Repo #1: Crate Version of Prefix Ranges#

Arvid Norlander (blog, GitHub) reached out to me to ask if I wanted to publish my little Rust module from my post on prefix ranges as a crate, or, failing that, if I could license it as open source so he could publish it. I had thought of most of my code on this blog up until this point as example code not worth licensing, but his prompting changed my mind. If it’s just trivial example code, it’s not worth not open sourcing, so I might as well release the website’s example code under an MIT license.
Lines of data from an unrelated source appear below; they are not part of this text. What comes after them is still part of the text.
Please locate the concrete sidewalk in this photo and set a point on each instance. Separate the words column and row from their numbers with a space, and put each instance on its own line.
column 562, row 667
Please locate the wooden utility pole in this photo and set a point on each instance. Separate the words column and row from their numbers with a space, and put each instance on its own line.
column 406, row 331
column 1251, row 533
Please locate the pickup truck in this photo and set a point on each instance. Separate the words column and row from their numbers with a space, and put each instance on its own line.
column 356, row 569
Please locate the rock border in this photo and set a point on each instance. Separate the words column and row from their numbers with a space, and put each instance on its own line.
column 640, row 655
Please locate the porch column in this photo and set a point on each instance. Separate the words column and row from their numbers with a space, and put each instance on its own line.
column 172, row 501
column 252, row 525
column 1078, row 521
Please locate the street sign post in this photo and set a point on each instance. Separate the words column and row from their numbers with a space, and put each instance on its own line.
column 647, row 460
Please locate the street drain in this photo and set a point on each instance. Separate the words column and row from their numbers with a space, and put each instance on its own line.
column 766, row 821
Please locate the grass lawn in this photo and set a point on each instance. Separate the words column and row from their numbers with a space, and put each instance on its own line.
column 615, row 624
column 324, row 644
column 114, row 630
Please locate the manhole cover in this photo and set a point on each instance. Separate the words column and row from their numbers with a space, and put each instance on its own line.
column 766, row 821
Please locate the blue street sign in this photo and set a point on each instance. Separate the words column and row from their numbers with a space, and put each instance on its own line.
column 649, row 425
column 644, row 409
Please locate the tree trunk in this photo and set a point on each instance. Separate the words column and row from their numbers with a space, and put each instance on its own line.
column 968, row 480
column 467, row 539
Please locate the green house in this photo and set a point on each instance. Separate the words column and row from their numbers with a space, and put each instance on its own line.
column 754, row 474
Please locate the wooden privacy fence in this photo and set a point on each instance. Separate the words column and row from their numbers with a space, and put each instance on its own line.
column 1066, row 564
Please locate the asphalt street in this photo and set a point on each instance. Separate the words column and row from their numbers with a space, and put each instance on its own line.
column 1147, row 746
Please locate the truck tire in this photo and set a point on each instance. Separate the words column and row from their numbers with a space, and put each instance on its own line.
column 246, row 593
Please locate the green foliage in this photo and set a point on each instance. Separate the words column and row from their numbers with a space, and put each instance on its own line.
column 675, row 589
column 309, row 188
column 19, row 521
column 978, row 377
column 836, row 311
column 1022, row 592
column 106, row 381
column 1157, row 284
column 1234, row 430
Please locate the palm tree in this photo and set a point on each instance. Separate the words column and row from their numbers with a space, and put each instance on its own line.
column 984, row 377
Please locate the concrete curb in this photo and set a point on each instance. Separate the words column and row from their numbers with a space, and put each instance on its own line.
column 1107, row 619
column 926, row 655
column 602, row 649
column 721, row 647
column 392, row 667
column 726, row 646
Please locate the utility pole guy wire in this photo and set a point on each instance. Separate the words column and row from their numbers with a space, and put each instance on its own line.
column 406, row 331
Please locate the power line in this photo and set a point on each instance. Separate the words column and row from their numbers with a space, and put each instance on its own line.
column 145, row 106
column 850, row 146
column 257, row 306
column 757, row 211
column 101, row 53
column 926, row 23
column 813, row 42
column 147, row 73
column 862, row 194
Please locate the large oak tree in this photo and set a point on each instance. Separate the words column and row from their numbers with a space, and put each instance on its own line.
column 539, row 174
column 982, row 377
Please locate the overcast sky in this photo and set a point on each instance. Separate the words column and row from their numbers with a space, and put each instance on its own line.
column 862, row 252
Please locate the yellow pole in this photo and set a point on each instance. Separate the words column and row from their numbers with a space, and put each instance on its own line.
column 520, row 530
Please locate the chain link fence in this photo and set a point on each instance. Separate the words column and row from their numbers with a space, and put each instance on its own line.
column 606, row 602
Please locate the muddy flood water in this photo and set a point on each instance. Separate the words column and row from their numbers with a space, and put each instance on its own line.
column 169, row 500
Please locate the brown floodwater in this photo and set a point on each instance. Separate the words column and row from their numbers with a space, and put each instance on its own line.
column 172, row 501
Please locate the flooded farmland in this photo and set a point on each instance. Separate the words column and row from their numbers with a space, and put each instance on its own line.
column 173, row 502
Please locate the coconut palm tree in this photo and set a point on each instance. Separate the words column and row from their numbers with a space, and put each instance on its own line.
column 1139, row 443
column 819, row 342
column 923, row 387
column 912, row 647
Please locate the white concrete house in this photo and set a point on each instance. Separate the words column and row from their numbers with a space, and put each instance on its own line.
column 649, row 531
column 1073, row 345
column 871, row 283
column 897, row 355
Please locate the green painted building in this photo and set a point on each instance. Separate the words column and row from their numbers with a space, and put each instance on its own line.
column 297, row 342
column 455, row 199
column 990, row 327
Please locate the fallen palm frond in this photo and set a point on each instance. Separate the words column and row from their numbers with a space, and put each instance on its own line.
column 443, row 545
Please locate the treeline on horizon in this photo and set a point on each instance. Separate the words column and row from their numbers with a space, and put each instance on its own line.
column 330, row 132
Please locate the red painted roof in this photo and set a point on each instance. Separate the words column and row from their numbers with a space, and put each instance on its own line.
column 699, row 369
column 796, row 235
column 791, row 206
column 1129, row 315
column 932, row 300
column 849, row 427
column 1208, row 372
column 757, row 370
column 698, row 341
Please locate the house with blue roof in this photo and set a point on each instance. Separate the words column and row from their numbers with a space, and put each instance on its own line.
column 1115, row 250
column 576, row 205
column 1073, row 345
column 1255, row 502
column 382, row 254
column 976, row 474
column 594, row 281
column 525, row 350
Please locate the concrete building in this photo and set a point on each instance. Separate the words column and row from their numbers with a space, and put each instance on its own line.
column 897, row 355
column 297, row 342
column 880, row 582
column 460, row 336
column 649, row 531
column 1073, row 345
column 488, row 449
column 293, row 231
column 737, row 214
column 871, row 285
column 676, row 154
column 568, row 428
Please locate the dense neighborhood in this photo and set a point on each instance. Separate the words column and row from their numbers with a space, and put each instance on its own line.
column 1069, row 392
This particular piece of code seems like the wrong end solution to the problem at hand – though it is the solution I ended up using when faced with the problem in a larger project. Ideally, I would like to write a follow-up piece to the prefix range article, discussing how to fix BTreeMap to generalize not just to splitting on various keys based on their ordering properties, but based on any appropriate function that acts as a range (i.e. that monotonically transitions from false to true when looping over items in sorted order by the Ord trait), as a generalization of Bound. Then, prefixes could be represented in terms of such a function, and we could leverage the full efficiency of a BTreeMap without having to do any extra UTF-8-mongering.

But fully implementing such a thing would mean patching the standard library, and fully writing that blog post would mean a lot of benchmarking work. I still plan on doing it someday, but as I point out many times, this is a hobby blog (although I do now support buying me a coffee, that is meant in the true spirit of buying me an extra beverage as a token of thanks. At the time of this writing no one has clicked it, and I certainly expect no more than occasional literal coffees to come of any money from it), and so follow-up posts will happen when they happen (although nagging me about it, nicely, over e-mail is allowed).

Repo #2: Texas Hold-Em Library/Quiz App#

I’ve been writing some code to do with the most popular modern poker variant, Texas Hold-Em. It lives in a repo on GitHub. Ideally, it’ll turn into an app to help me and some buddies practice reading flops, counting outs, seeing who’s ahead, and doing other hold-em mental calculations. I might also extract a library or even a framework for writing AIs, or playing against them. Maybe even a front-end app could be added, either in Rust or in Reflex in Haskell.

But no promises! See the hobby blog note above! If you really want a feature, I’ll happily accept PRs!

Of course, this wouldn’t be the first such codebase, or even the first in Rust. I’m just having run. I enjoyed writing the code so far, and I figured I’d put it on GitHub in the meantime, even if it never becomes particularly useful.

Writing it with all its combinatoric randomness made me really learn to appreciate itertools, a collection of iterator methods that for various reasons haven’t been accepted or stabilized in the standard library. It’s been good exercise writing in functional programming, iterator and iterator-transformer style, which is a little harder in Rust than in Haskell.

Also, while I understand why Rust doesn’t have generators (there is an excellent blog series about the topic on “Without Boats”), many of the reasons are historical and, well, I just really wish it did.

Additional future exploration might include zany optimizations, perhaps inspired by (but not directly following in the feet of) this zany hand evaluation algorithm implemented in Rust many places including here by Wataru Inariba – although regular optimizations probably come first.